All that is Solid Melts into Air

Mark Boulos’ video installation artwork All That Is Solid Melts Into Air shows that capitalist competition and commodities seem to have metaphysical properties. Trading in futures and derivatives, people agree to buy commodities that do not exist yet that should exist in the future. Boulos explores political militancy or religious ecstasy, and the moment when belief is so transcendentally held that it becomes real. Boulos shows the fierce competition and conflict that exists over oil and wealth that destroys indigenous ecology and brings sorcery or capitalism into direct conflict with magical belief systems – systems where forest spirits protect the locals from the bullets of the agents of colonisation. Oil in the ground is deployed as a commodity even before it is released from the ground through the predictive telekinetic power of futures derivatives, leaving behind a world on the brink of environmental collapse and social inequity.
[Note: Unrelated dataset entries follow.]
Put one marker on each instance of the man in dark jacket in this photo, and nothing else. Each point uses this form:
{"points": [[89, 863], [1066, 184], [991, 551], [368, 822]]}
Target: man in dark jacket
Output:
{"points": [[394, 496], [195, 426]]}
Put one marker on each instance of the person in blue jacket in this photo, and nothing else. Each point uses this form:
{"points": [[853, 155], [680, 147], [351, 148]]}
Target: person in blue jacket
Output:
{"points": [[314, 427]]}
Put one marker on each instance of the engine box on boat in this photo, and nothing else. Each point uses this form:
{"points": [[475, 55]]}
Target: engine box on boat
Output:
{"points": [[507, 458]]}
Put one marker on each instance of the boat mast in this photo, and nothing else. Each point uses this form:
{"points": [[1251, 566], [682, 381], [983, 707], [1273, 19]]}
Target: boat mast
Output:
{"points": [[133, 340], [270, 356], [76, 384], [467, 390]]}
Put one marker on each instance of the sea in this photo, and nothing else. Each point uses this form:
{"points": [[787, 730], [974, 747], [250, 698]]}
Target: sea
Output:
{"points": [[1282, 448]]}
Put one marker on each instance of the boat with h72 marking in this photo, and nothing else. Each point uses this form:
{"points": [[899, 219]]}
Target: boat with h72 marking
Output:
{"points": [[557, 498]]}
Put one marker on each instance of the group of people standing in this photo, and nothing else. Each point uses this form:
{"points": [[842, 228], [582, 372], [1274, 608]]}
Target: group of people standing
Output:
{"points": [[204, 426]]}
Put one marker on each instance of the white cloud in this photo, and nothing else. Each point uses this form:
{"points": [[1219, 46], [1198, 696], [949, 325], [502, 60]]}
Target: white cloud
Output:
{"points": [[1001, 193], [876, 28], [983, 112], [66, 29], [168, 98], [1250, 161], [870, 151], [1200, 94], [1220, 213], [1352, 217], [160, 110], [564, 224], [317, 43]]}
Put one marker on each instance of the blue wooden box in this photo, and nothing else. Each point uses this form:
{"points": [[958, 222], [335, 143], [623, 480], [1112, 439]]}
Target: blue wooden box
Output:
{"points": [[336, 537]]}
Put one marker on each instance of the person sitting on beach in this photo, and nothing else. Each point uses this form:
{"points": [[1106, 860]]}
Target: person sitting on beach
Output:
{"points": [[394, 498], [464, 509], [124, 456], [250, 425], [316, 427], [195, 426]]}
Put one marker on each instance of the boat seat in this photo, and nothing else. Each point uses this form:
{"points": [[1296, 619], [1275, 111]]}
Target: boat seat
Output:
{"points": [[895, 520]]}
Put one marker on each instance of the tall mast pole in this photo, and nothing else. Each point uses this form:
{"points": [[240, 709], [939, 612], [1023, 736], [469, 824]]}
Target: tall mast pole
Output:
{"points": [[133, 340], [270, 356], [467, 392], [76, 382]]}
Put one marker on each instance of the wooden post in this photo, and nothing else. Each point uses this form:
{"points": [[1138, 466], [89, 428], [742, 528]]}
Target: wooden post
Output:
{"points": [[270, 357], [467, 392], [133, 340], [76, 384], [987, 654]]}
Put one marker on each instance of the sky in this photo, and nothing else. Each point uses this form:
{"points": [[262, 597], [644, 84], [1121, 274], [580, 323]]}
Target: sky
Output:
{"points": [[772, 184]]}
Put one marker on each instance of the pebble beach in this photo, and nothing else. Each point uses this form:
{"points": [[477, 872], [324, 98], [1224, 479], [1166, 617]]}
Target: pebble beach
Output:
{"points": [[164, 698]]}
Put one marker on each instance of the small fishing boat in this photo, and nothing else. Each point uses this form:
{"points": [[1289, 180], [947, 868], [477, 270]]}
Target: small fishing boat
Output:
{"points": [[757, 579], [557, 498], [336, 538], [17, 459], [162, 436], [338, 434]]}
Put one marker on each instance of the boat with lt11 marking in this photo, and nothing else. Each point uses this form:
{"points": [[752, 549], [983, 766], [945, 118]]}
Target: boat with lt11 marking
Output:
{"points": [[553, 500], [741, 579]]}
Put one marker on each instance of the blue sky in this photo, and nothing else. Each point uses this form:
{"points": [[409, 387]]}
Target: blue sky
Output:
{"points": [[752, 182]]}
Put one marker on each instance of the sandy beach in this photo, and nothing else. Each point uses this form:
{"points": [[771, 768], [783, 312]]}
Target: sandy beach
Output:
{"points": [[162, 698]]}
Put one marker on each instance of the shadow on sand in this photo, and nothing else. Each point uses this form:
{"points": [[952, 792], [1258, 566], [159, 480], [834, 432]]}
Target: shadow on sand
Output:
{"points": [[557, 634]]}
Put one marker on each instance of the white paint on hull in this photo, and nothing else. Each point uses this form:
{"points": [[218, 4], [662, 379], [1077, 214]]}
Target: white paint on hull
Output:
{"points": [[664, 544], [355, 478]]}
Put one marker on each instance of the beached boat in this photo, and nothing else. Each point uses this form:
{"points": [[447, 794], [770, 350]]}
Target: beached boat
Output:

All that is Solid Melts into Air demonstrates Bruno Latour’s concept of action at a distance as it is applied to theories of empire and networks of centre and periphery. Globalisation occurs through action at a distance and creates a world dominated by capitalistic competition. McKenzie Wark’s notion of telethesia, a word originally coined as being inseparable from the word telepathy, describes low theory engagement of tele-technological game-space. Telethesia is defined through the example of how the 2011 global Occupy movement became an abstraction. Wark’s telethesia minimises esoteric and ghettoistic occultist thinking about action at a distance in favour of situationist rewiring of telekinesis. Wark and Boulos address it more as a form of Marxist action at a distance.